The US has produced the biggest ever man-made explosion so far in the Pacific archipelago of Bikini, part of the Marshall Islands.
It is believed the hydrogen bomb was up to 1,000 times more powerful than the atomic bomb that destroyed Hiroshima.
It was so violent that it overwhelmed the measuring instruments, indicating that the bomb was much more powerful than scientists had anticipated.
The 15 megaton bomb delivered a force far more powerful than expected.
One of the atolls has been totally vaporised, disappearing into a gigantic mushroom cloud that spread at least 100 miles wide and dropping back to the sea in the form of radioactive fall-out.

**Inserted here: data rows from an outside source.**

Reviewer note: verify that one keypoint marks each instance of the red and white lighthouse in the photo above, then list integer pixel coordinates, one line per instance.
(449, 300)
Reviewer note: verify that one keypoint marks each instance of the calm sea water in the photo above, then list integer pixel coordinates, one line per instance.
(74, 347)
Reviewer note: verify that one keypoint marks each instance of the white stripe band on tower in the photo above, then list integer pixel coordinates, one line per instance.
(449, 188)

The Atomic Energy Commission announced this was the first in a series of tests to be carried out in the area.
Tests first began in Bikini in 1946 after the natives were moved to the island of Rongerik, then to Ujelan a year later and to Kili in 1949.
This is the second H-bomb test in the area.

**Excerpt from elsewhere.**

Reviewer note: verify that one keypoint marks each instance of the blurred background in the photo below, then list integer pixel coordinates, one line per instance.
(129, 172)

A 10.4 megaton bomb was exploded on 1 November 1952 at Enewatak, west of Bikini.
It destroyed one island and left a crater 175 feet deep.
It was hundreds of times more powerful than that used over Hiroshima.
Unlike that device which tapped energy by splitting atomic nuclei, the Enewetak weapon forced together nuclei of hydrogen to unleash an even greater destructive force.
Courtesy BBC News
In context
The 1954 Bikini bomb was the biggest man-made explosion until the USSR’s 50-megaton test in 1961.
Three weeks after the Bikini bomb it emerged that a Japanese fishing boat, called Lucky Dragon, was within 80 miles (129 km) of the test zone at the time. Its 23 crew were severely affected by radiation sickness.
They were among 264 people accidentally exposed to radiation because the explosion and fall-out had been far greater than expected.
The original natives were granted $325,000 in compensation and returned to Bikini in 1974. But they were evacuated four years later when new tests showed high levels of residual radioactivity in the region.
Twenty-three nuclear tests were carried out at Bikini between 1946 and 1958.